To ensure that these standards are met, the IndianaFIRST Board has adopted this Code of Ethics and Conflict of Interest Policy.
Conflicts of Interest
As a practical matter, IndianaFIRST business transactions in which a Board member or a relative of a Board member has an interest may occur from time to time. While these business transactions shall not be prohibited, they shall be subject to close scrutiny.
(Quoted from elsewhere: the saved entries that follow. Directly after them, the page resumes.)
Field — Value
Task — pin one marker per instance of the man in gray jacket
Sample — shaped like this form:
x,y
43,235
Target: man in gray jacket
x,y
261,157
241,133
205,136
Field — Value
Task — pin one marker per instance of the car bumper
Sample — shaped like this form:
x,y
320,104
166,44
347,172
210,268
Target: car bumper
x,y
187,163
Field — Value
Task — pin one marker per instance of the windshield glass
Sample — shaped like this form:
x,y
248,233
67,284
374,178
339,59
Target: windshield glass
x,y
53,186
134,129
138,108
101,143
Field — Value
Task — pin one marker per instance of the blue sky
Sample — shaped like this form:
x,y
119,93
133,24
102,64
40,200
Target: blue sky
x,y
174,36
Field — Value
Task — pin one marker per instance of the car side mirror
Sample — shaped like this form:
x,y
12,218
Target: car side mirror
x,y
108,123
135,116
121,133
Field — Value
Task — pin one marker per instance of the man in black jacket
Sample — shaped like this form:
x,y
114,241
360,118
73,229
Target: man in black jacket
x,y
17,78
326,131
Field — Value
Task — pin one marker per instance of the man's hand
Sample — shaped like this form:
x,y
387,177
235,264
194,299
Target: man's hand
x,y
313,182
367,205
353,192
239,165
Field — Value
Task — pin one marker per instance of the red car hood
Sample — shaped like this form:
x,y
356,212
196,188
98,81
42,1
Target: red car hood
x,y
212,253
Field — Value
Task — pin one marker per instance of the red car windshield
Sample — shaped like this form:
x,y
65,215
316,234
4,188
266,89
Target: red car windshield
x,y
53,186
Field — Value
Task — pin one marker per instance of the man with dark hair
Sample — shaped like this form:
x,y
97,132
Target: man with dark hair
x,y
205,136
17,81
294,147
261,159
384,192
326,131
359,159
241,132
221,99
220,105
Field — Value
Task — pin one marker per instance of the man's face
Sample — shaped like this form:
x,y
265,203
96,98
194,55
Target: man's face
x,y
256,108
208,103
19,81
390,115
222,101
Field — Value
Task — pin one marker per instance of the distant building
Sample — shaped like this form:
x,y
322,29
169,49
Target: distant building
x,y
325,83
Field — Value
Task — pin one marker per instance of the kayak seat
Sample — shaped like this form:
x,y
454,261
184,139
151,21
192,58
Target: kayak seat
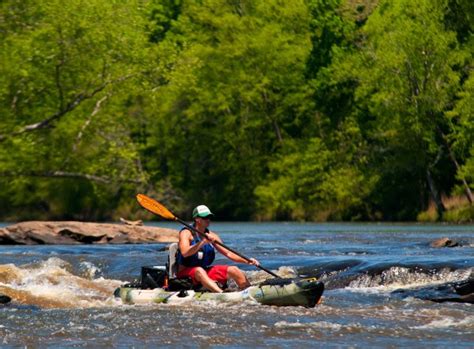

Such proposed transactions must be reviewed carefully to ensure that they are in the best interest of IndianaFIRST and that they will not lead to a conflict of interest or the appearance of a conflict of interest.
For the purposes of this policy, a Board member has an interest in a proposed transaction if he/she or a member of his/her immediate family has a financial or influential interest in it or has an interest in any organization involved in the proposed transaction.
Prior to the start of any negotiations or discussions regarding proposed transaction in which a Board member has an interest, as defined above, IndianaFIRST Board members are expected to make full disclosure to the best of their knowledge of their interest in a proposed transaction by notifying in writing the Board chair or president, disclosing all material facts regarding his/her interest in the matter. In matters requiring approval of the Board, the Board chair shall inform the Board before its consideration of the matter.
The Board may, if it deems appropriate, appoint a committee or a disinterested person to investigate alternatives to the proposed transaction.
A Board member with an interest in a proposed transaction shall not vote on the matter and may be excluded from any discussion of the matter as well as any discussions regarding his/her potential conflict.
Board members are also expected to provide any information regarding any reasons why any proposed transaction might not be in IndianaFIRST’s best interest.
Use of Confidential Information
A Board member shall not use his/her position as a Board member and shall not use IndianaFIRST proprietary or confidential information for his/her personal benefit, or to IndianaFIRST’s detriment or for any reason other than the fulfillment of his/her duties as a IndianaFIRST Board member. Proprietary or confidential information is information obtained through the Board member’s position that has not become public information.
Individual Board Members as IndianaFIRST Spokespersons
Individual Board members are not authorized as spokespersons for IndianaFIRST on all issues and should not make statements or take positions on behalf of IndianaFIRST or the Board without the approval of the Board. Any public statements by individual Board members must make clear that the statements are not made on behalf of the Board or IndianaFIRST, unless the Board member has been specifically authorized to speak on behalf of the Board or IndianaFIRST.
Required Disclosure Statements
All Board members must complete a disclosure statement each year.